No, hombre, no, dice Chispa, no fue ninguna inyección.

Entonces no me lo digas. Creo que ya lo sé…

Cuidado, que aquí se oye todo.

Al perro no parece gustarle nada que la oreja del otorrino esté escuchándoles desplegada de modo casi obsceno, y la mira con el rabillo del ojo. Ladea la cabeza y con la pata trasera se rasca el vendaje que le ciñe la cabeza y la papada.

Me estoy mareando un poquito, añade.

¿Tienes hambre? ¿Quieres un terrón de azúcar? Azúcar blanco ya no falta nunca en esta casa, ¿sabes?, ni leche en bote ni café… Son obsequios que nos trae el que te mató. Bueno, tampoco creas que es el oro y el moro lo que trae, y además el puta se lo cobra tomando sus cafelitos y soltándole a mi madre cada rollo que no veas.

Le hace compañía, nano.

Sí, compañía, ¿te crees que no sé lo que anda buscando ese hijo de perra…? Bueno, es un modo de hablar, ya sabes.

Sí, ya sé, un modo de hablar.

Oye, ¿quieres un poco de arroz con garbanzos que ha sobrado? Te daría chocolate, pero luego te duele la barriga.
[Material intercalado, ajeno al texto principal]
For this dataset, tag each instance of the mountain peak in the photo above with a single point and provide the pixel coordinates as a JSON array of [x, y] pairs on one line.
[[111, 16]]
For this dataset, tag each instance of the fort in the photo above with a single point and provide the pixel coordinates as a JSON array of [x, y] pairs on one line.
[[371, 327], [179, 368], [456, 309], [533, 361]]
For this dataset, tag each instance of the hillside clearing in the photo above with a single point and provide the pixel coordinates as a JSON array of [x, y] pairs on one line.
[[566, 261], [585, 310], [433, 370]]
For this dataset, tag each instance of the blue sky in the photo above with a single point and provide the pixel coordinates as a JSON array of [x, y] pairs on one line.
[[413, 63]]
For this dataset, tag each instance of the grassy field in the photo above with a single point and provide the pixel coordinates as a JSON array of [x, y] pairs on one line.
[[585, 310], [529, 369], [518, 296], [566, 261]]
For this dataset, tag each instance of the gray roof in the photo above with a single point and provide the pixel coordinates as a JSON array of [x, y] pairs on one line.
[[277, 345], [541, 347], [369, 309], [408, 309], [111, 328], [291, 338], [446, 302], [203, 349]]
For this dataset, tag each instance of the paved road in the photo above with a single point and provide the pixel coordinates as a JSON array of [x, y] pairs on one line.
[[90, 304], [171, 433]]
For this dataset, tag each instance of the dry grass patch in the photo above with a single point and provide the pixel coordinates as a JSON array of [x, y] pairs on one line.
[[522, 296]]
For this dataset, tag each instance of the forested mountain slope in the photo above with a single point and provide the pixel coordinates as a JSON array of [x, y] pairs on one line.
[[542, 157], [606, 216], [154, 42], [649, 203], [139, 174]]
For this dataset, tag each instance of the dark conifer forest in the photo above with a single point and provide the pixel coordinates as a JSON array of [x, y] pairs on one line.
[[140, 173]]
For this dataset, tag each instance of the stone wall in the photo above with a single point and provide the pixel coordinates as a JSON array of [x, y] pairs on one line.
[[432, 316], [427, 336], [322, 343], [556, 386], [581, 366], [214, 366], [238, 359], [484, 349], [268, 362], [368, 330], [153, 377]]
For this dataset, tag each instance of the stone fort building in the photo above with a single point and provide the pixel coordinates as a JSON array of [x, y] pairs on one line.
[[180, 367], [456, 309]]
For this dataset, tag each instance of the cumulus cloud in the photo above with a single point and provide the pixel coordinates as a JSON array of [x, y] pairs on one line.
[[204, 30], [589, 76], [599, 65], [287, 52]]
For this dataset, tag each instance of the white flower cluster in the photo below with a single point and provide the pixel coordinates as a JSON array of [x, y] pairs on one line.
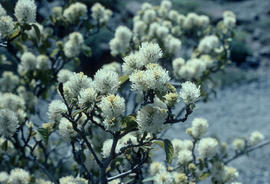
[[72, 180], [8, 81], [208, 44], [106, 81], [73, 46], [6, 26], [153, 78], [25, 11], [112, 107], [199, 127], [128, 139], [189, 92], [8, 123], [207, 148], [100, 14], [120, 43], [75, 12], [151, 117]]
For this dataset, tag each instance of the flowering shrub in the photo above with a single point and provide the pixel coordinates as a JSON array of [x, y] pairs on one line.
[[104, 129]]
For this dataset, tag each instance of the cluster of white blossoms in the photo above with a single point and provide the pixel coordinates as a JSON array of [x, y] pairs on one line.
[[208, 44], [100, 14], [75, 12], [25, 11], [9, 81], [151, 117], [73, 46], [128, 139], [189, 92], [207, 148], [8, 123], [29, 62], [6, 26], [120, 43], [112, 107]]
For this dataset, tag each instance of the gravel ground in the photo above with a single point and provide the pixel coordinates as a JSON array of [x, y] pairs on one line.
[[237, 111]]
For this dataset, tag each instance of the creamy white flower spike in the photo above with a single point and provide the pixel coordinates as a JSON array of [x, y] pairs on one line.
[[75, 12], [8, 123], [19, 176], [6, 26], [189, 92], [199, 127], [207, 148], [106, 81], [112, 107], [25, 11], [64, 75]]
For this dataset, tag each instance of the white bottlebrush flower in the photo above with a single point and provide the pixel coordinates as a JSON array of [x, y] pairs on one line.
[[56, 108], [189, 92], [64, 75], [106, 81], [8, 81], [72, 180], [77, 82], [199, 127], [8, 122], [173, 44], [231, 174], [177, 64], [75, 12], [207, 148], [208, 44], [43, 62], [255, 138], [12, 102], [87, 97], [6, 26], [112, 108], [156, 167], [166, 4], [139, 28], [3, 175], [66, 129], [2, 11], [73, 46], [238, 144], [25, 11], [151, 117], [184, 157], [132, 62], [113, 66], [19, 176], [28, 63], [163, 178], [153, 78]]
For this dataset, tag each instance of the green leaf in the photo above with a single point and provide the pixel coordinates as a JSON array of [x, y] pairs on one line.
[[123, 79], [37, 31], [4, 145], [44, 134], [204, 176], [168, 148]]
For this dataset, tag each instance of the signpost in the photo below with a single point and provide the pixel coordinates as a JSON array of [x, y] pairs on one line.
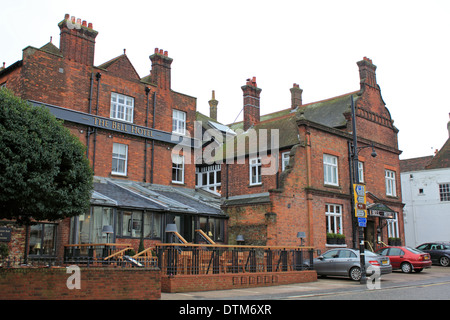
[[359, 194]]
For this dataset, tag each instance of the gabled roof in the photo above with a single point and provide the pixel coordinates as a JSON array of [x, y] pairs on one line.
[[329, 112], [415, 164], [109, 65], [152, 197], [442, 158], [51, 48]]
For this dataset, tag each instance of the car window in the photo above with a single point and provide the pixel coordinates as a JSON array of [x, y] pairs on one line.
[[413, 250], [346, 254], [396, 252], [330, 254], [424, 247], [371, 254]]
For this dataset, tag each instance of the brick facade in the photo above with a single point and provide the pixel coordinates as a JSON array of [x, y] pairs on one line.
[[296, 199], [65, 78], [96, 284]]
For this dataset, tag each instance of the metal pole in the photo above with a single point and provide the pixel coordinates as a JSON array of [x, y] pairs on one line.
[[356, 180]]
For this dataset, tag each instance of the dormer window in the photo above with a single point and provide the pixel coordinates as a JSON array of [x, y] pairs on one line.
[[122, 107]]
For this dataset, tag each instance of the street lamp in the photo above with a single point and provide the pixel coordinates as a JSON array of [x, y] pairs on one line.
[[355, 180]]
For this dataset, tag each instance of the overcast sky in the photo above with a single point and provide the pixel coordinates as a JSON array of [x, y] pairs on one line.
[[217, 45]]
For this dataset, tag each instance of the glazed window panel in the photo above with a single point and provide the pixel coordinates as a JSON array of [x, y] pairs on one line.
[[179, 122], [333, 216], [122, 107], [255, 171], [390, 183], [42, 239], [119, 159], [444, 191], [284, 160], [177, 168], [330, 170]]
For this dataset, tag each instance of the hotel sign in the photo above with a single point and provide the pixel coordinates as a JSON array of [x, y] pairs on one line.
[[115, 125], [359, 193]]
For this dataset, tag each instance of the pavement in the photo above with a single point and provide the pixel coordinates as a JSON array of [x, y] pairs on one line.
[[320, 287]]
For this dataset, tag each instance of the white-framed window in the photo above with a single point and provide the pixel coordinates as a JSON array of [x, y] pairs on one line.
[[255, 171], [444, 191], [392, 225], [284, 160], [390, 183], [333, 215], [122, 107], [330, 170], [361, 171], [179, 122], [177, 168], [209, 177], [119, 159]]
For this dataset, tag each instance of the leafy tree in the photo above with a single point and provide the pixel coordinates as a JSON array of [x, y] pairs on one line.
[[44, 173]]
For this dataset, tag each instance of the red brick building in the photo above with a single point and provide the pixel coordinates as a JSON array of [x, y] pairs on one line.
[[130, 126], [311, 191]]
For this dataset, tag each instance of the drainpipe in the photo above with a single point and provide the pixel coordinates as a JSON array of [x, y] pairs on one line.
[[98, 76], [88, 131], [153, 141], [309, 198], [147, 91]]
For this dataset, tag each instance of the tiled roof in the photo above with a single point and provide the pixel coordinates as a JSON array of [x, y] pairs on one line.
[[442, 158], [415, 164], [145, 196]]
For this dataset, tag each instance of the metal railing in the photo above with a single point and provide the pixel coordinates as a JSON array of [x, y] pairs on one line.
[[82, 261], [194, 259]]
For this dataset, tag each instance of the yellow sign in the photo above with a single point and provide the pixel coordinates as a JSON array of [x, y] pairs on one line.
[[359, 194]]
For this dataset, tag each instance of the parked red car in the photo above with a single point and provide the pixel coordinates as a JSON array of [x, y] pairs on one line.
[[407, 259]]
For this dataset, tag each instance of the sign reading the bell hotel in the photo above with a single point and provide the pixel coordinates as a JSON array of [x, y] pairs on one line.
[[110, 124]]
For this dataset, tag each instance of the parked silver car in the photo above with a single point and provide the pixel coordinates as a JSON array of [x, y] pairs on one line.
[[346, 262]]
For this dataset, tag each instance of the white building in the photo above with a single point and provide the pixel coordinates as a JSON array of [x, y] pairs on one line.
[[426, 193]]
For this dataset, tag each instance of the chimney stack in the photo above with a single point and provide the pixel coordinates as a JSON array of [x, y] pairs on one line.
[[160, 73], [296, 96], [77, 40], [213, 107], [251, 103], [367, 73], [448, 123]]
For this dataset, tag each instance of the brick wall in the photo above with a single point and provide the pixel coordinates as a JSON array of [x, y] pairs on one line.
[[96, 283], [234, 281], [67, 78]]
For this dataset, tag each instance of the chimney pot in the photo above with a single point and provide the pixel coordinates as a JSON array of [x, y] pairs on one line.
[[251, 103], [296, 96]]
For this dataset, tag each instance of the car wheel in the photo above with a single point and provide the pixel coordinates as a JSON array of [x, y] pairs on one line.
[[355, 273], [444, 261], [406, 267]]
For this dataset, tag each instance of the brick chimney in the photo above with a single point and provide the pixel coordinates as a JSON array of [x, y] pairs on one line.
[[77, 40], [213, 107], [251, 103], [160, 73], [296, 96], [367, 73], [448, 125]]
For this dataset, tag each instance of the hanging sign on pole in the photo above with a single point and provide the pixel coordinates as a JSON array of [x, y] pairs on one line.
[[359, 193]]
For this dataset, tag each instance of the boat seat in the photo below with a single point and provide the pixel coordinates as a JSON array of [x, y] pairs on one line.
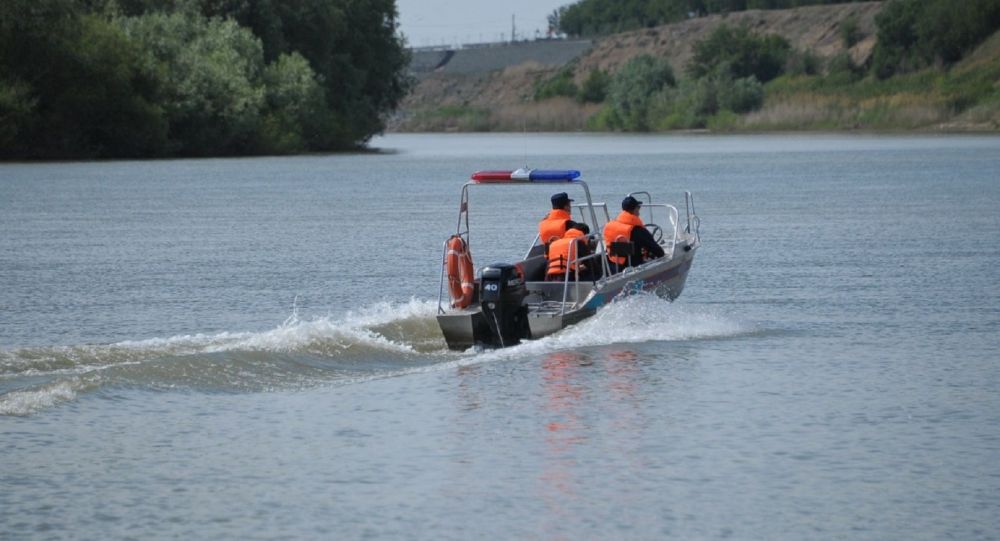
[[534, 268]]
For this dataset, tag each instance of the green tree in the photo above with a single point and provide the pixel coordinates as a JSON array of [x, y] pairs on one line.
[[913, 34], [208, 71], [79, 78], [632, 89], [595, 87], [296, 114]]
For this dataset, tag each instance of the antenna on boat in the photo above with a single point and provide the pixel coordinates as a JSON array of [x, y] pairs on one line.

No, ya no. Ahora puedo comer de todo. ¿Quieres que te lave los ojos con agua de tomillo? No, estoy bien. Sólo he venido para que me rasques un poco la barriga.

Entonces sube a la cama y échate panza arriba. Así. ¿Te gusta?

Me gustaba más cuando estaba vivo y zarrapastroso.

Dime una cosa, Chispa. Te maltrató el inspector Galván, ¿verdad? Y te mató de mala manera en el barranco: nunca llegaste adonde el veterinario, a que no. Dime la verdad.

Las paredes oyen, susurra el animal mirando el remolino central de la oreja del otorrino con el rabillo del ojo apesadumbrado, como si temiera ser absorbido por el gran apéndice de un momento a otro.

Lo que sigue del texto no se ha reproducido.